La 4G : Une révolution peut en cacher une autre…

On l’aura tous remarqué, le monde des opérateurs est actuellement le théâtre d’une guerre de la communication. On bombarde à grands coups d’annonces sur la couverture réseau 4G et les états majors claironnent leur stratégie pour la déployer et la garantir.

On pourrait conclure qu’il s’agit là d’un nième combat d’opérateurs qui font publicité de leur performance. Or, au delà de l’apparente répétition, les enjeux de la 4G sont d’une nature tout autre pour les acteurs de l’écosystème de la téléphonie mobile que n’ont été ceux des générations précédentes. (voir le bon article de 01net.com :http://www.01net.com/editorial/592385/xavier-niel-la-4g/).
Il faut savoir que la version 4G en cours de déploiement n’est qu’une première étape permettant d’augmenter le débit « data »(données numériques). Les performances annoncées sont bien sûr supérieures à ce que l’on a connu, mais quelques éléments indiquent qu’elles doivent être relativisées : les réseaux 4G sont pour le moment peu chargés, le renouvellement du parc des mobiles compatibles devant prendre encore un peu de temps (surtout que les offres low cost ne comprennent pas pour le moment les mobiles eux-mêmes) ; les taux de couverture aussi restent faibles. On est donc loin de la maturité d’un réseau à son plein régime, que le grand public et les professionnels utilisent partout et à toute heure pour leur communication. Ce temps viendra. On ne saurait en douter. Les problèmes techniques sont évidemment faits pour être résolus. Or, des problèmes, la 4G en rencontre quelques-uns de taille. Si elle est très performante sur le transport data, elle ne gère pas celui de la voix. Celle-ci reste « sous-traitée » en 3G, ce qui suppose un basculement pouvant dégrader sa qualité. On peut sans mal imaginer que l’usager n’admette difficilement qu’une nouvelle génération donne de moins bons services que la précédente.
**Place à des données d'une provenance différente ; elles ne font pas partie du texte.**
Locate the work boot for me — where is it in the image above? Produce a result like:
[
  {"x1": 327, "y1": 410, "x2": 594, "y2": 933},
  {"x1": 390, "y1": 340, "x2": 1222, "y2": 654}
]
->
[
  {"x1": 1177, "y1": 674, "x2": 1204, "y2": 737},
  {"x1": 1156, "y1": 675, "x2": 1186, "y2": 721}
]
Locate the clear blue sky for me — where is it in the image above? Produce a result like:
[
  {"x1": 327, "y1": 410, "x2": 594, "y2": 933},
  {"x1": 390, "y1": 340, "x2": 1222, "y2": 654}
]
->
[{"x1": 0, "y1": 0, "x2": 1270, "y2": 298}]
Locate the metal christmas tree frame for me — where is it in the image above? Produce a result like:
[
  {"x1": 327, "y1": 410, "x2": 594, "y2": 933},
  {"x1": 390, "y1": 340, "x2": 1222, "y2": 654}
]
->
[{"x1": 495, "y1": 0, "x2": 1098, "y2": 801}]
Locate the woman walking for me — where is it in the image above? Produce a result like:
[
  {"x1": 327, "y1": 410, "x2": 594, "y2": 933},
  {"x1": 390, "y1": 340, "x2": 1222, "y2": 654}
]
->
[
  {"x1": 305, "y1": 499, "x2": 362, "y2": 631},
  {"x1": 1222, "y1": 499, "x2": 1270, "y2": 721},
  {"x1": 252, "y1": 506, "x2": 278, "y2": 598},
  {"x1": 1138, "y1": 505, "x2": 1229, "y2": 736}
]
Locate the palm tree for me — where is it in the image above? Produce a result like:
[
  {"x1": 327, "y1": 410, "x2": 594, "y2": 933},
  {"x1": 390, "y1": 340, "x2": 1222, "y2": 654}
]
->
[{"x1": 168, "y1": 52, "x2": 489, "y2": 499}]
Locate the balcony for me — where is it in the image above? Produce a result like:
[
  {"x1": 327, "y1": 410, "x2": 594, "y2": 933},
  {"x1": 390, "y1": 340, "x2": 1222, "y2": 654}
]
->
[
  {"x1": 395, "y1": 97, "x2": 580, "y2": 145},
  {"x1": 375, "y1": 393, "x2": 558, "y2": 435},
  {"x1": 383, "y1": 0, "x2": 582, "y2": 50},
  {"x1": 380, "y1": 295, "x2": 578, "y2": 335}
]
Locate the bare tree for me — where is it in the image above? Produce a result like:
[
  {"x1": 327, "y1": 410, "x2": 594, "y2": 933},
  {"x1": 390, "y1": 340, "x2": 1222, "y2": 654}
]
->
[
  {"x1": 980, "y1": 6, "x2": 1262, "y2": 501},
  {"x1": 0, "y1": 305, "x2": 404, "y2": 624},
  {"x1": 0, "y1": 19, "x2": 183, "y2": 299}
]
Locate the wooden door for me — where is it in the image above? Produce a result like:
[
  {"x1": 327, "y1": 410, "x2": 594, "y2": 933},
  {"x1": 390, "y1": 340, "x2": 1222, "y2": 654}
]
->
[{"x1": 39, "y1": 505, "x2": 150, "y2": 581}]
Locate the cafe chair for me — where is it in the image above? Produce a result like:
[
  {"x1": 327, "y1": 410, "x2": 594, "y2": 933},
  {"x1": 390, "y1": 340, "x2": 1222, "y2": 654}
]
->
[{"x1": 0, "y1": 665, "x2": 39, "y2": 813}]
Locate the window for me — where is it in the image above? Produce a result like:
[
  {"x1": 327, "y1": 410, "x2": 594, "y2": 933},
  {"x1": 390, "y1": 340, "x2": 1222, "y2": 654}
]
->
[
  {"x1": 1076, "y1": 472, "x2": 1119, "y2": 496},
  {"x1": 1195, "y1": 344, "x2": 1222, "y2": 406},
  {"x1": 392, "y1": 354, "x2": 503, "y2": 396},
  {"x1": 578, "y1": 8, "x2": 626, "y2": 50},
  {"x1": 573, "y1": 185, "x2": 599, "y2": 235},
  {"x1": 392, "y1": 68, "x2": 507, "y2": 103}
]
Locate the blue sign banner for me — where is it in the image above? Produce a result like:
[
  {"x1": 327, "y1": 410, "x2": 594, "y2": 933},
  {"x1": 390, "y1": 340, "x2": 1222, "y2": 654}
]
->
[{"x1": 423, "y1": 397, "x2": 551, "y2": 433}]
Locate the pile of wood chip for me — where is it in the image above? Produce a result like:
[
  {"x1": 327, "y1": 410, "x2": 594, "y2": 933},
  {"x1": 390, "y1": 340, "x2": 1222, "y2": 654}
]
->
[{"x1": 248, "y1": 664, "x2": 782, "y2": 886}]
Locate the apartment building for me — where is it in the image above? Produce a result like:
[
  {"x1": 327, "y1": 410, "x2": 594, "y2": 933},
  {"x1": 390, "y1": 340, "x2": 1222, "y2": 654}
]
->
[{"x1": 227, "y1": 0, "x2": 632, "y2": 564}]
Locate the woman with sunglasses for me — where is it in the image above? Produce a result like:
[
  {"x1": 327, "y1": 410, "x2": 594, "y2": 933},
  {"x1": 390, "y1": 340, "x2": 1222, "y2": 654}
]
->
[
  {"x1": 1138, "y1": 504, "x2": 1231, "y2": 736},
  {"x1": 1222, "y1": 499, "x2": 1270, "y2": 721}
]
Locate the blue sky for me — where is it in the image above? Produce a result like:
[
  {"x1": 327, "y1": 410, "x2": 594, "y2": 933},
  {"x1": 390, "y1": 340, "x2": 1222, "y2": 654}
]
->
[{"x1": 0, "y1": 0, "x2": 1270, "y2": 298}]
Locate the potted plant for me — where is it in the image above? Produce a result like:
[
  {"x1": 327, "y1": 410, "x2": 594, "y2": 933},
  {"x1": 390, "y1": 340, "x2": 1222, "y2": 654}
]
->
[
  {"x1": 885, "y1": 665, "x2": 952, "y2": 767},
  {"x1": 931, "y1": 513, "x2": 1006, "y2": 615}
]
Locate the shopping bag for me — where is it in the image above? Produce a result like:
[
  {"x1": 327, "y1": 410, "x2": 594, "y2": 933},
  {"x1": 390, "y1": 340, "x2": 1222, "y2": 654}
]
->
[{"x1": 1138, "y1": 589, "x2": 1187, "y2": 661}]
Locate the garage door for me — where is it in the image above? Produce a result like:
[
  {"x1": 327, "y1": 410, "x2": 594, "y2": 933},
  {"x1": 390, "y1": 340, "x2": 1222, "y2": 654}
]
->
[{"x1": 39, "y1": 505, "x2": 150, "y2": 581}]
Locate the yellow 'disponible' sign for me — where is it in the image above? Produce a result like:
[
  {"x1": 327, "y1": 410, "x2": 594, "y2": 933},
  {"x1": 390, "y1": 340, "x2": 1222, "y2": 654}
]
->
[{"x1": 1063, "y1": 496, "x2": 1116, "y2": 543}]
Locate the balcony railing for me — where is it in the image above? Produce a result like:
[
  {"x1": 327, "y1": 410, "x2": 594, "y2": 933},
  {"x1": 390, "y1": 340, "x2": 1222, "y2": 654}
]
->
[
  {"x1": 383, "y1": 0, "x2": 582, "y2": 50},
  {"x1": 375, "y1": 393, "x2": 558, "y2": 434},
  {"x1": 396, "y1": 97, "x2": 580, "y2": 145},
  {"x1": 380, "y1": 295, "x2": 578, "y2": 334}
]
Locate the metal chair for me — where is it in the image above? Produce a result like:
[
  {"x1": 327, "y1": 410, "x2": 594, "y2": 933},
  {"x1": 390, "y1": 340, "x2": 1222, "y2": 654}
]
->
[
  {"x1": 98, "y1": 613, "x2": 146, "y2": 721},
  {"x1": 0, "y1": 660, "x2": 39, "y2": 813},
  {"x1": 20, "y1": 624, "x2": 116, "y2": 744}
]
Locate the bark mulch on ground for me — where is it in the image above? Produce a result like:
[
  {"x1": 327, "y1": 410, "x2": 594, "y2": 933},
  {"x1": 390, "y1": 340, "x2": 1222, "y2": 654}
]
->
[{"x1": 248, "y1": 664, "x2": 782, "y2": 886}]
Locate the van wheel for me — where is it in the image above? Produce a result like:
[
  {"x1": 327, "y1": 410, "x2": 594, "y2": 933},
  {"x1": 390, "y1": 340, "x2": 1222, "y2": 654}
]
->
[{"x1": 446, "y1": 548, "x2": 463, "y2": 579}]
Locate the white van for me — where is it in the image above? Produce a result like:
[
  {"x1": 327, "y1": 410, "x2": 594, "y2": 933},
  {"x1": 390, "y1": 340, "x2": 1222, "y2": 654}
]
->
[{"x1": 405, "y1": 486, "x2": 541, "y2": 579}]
On parle d’ores et déjà d’une prochaine phase nommée 4G Full IP, comprenez la dénomination par le transport de la voix également en numérique, à l’instar de ce que l’on connaît déjà avec la téléphonie numérique via les diverses box installées chez soi.
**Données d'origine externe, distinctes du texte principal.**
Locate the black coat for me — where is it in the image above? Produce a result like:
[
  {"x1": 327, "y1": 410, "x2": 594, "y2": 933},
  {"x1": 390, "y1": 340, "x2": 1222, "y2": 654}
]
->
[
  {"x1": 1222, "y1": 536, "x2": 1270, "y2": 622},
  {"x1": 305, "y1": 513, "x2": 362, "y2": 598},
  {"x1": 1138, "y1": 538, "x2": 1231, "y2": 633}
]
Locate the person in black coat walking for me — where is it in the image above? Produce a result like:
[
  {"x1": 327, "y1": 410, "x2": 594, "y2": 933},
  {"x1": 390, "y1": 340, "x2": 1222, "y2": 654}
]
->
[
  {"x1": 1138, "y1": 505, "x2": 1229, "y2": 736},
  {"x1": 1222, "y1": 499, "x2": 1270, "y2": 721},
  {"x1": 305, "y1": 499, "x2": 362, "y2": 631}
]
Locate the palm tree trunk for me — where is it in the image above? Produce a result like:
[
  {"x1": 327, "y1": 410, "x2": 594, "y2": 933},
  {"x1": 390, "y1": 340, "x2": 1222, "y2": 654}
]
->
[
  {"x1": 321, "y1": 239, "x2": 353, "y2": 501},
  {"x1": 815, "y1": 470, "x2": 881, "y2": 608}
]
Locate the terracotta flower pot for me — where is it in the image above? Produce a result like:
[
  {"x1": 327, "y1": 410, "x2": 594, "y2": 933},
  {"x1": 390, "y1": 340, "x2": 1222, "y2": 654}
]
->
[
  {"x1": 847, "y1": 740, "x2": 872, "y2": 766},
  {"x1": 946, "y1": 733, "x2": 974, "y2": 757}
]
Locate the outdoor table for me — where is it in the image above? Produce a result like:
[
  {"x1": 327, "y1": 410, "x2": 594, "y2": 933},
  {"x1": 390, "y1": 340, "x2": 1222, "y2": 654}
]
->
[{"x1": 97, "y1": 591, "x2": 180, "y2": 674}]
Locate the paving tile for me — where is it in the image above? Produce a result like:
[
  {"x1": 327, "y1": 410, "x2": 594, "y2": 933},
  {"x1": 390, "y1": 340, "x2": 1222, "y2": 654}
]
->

A cela s’ajoute la question, encore sans réponse, de savoir comment la 4G va exercer sa couverture dans les bâtiments. Pour rappel, la 3G contournait (et contourne encore) le problème en utilisant le WiFi. Quelle sera la solution pour la 4G ?
Voilà quelques zones d’ombre qui planent encore sur le sujet et une question s’impose : pourquoi donc passer d’une 3G somme toute performante à une 4G qui verrait la qualité de service régresser ?
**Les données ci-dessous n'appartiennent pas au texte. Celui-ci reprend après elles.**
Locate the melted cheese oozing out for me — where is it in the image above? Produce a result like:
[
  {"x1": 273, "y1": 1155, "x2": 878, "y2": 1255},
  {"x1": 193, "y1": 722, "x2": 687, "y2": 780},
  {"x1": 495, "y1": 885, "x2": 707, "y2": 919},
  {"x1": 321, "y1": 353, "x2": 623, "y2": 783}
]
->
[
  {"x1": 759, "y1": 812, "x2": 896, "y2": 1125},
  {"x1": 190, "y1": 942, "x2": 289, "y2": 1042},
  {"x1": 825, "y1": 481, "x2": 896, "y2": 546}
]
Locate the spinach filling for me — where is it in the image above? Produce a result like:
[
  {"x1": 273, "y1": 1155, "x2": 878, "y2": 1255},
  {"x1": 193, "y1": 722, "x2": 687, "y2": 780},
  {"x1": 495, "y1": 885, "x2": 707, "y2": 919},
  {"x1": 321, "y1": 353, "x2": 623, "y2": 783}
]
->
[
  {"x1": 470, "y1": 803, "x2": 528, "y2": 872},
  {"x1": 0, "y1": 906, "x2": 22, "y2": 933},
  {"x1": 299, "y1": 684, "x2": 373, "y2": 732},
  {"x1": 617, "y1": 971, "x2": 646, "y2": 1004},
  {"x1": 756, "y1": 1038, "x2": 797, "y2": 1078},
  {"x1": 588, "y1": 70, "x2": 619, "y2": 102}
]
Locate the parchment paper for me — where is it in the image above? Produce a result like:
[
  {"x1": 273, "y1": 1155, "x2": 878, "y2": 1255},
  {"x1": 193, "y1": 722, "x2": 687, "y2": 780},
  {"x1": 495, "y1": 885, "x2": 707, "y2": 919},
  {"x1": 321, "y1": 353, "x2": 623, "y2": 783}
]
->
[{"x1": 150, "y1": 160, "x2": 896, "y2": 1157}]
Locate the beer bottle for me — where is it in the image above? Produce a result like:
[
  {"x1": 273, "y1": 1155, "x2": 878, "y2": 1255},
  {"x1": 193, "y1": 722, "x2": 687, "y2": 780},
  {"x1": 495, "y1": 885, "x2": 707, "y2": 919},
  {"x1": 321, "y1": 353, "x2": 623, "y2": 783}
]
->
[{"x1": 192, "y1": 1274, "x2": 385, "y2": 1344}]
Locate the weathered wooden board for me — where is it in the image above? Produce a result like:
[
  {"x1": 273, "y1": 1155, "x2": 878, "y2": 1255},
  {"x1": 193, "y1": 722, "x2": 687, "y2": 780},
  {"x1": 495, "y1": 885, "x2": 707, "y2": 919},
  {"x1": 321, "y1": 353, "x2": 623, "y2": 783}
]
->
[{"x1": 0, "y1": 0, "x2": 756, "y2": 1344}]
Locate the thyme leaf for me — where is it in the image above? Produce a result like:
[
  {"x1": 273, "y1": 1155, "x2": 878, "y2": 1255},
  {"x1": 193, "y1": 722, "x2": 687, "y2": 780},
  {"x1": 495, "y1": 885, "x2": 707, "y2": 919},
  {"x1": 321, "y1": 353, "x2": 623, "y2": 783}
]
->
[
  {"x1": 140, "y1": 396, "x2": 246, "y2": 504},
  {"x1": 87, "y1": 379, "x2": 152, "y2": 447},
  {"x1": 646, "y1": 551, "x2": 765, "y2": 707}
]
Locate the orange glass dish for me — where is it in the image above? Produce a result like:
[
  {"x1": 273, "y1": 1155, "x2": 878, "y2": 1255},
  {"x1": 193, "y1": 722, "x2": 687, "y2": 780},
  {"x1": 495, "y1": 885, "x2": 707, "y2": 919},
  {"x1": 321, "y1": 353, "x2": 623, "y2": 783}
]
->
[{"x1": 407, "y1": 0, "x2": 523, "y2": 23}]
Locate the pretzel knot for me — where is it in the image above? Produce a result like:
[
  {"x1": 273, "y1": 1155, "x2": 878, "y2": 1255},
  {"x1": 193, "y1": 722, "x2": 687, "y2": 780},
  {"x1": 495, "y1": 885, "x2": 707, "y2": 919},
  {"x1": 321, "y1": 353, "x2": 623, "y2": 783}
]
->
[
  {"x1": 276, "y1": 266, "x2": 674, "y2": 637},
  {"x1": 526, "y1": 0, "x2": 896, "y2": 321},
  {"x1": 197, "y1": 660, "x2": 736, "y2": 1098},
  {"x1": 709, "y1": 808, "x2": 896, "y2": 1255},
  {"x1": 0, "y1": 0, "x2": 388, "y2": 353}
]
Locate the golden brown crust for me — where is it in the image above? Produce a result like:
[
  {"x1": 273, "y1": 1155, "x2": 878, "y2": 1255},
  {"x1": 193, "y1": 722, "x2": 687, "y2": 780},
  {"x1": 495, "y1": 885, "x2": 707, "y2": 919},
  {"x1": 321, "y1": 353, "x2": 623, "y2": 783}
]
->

La réponse tient en grande partie à ce que la 4G donnera aux opérateurs plus de contrôle dans la gestion même de leur réseau. En passant au tout numérique, le réseau se trouvera grandement simplifié. La partie « core » (corps) disparaîtra peu ou prou et les coûts associés à son entretien également, la partie RAN, qui concerne les aspects « radio » du réseau, sera également allégée. Ce passage d’un feuilleté technologique (instable et difficilement gérable) à une technologie plus compacte représente une véritable révolution pour les opérateurs. D’un point de vu qualitatif, la gestion End to End (le réseau de bout en bout) permettra une meilleure optimisation du réseau (performances des divers services/potentiel du réseau). Les coûts de production seront à terme fortement réduits, ce qui sera en soi déjà révolutionnaire. Mais la révolution, la vraie si j’ose dire, viendra surtout de la meilleure maîtrise du réseau. Avoir plus de contrôle sur les flux, être capable de donner plus à celui-ci, de limiter celui-là, cela ouvre des nouvelles perspectives de revenus. L’ère du « Fine billing »* va pouvoir commencer !

* Fine Billing fait écho au Fine Tuning (réglage fin) et signifie que les opérateurs vont pouvoir facturer plus précisément leurs abonnés.